Even so, he grappled with the small problem — not that silence from Ortalis and Petrosus was a problem, even if the reason for their silence was — as stubbornly as he'd grappled with the problems King Dagipert or the Chernagor pirates posed for Avornis. Past their eventually delivering the Scepter of Mercy into his hands, he didn't see that the gods in the heavens listened to prayers very often, let alone answered them.
That left him shaking his head and laughing at the same time, which made his fellow monks send him puzzled, even wary, glances. He didn't care. He wondered whether any other monk in the long history of this monastery had ever had a less reverent attitude toward the gods in the heavens.
But if Olor and Quelea and the rest of the heavenly host hadn't inspired his son and his son's father-in-law to leave him alone, who or what had? Grus couldn't believe Ortalis and Petrosus had suddenly decided on their own to back off; that wasn't like either one of them, let alone both at the same time.
It was a nice puzzle. He realized he'd missed having something to ponder since he came here. Now he did, and found he was enjoying himself while he pondered. The more he did, the more perplexed he got. He didn't mind that; at least now he had something to wonder about.
Life at the monastery went on. One of the monks died — not an old man with a white beard, but one scarcely half Grus' age, of an attack of belly pain that led to fever. The surviving brethren, Grus among them, stood around his pyre and prayed that his soul might rise to the heavens with the smoke of his burning. This will be my end, too, Grus thought. The idea worried him less than he'd expected it to. He'd already lived a long life. And, while few people if anyone outside the monastery would remember poor Brother Mimus, his own name would last.
Though Ortalis went on leaving Grus alone, he got into a brawl with another monk. He broke one of his knuckles giving the man a black eye; the other man broke Ortalis' nose. Pipilo put them both on bread and water for a week. Dishonors were judged to be about even on both sides.
A couple of new monks came in. One of them, a skinny young man with a scraggly beard, really wanted to be there. He'd grown up not far away, and had wanted to join the monastery ever since he was a boy. Grus wondered how he'd like his wish now that he had it. The other was a city governor who'd thought living far from the city of Avornis let him get away with fattening his belt pouch. Grus was glad Lanius had proved him wrong, and took that as a good omen for his son-in-law's sole reign.

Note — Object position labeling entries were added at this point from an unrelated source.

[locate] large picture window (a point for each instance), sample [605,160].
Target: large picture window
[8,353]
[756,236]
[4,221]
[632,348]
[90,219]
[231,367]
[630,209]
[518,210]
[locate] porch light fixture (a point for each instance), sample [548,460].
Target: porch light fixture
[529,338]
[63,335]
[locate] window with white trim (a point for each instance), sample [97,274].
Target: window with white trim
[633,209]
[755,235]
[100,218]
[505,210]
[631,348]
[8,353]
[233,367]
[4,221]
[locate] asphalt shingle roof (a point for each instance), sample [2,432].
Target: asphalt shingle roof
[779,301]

Lanius was a clever fellow, no doubt about it. Grus had always wondered whether the other king would be strong enough to rule on his own. He'd had his doubts about that. Maybe Lanius would prove him wrong after all.
And sometimes being clever sufficed. Grus was lying down on his thin mattress one evening when, instead, he sat bolt upright. The gods in the heavens surely couldn't care less if he and Ortalis and Petrosus squabbled. But the idea might bother Lanius, and the king knew there was trouble from Grus' petition. If he decided to pick up the Scepter of Mercy…

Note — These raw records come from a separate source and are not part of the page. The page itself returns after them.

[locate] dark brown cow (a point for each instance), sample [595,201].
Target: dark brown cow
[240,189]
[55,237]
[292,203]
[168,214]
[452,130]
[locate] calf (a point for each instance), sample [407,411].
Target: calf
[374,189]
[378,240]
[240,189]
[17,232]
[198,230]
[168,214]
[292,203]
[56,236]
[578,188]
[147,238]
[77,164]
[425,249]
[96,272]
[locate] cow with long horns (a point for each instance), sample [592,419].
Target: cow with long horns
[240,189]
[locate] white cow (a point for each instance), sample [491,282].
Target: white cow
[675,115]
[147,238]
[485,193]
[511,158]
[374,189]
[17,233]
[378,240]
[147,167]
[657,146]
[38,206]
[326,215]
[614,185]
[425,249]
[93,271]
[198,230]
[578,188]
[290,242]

Would he use it for as small a thing as stopping a nasty quarrel? Grus nodded to himself, there in the darkness. Lanius didn't like unpleasantness. It was untidy. And he might well feel he owed Grus enough to make sure the other king got at least some peace now that he was king no more.

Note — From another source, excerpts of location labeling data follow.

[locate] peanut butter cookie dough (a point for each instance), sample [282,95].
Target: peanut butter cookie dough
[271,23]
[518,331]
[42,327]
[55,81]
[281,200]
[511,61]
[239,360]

"Thank you," Grus murmured. He wasn't supposed to speak after lying down, but he wasn't pious enough to get upset at breaking a small rule, either. If one of the other monks had caught him at it, he would have had to do something unpleasant for penance, but the brothers nearby were all snoring.
He nodded again. Now he was pretty sure he had an answer to his riddle. The world wouldn't have ended even if he hadn't gotten one — hardly! — but he still felt better knowing. Maybe he wasn't so different from Lanius after all. He rolled over and fell asleep.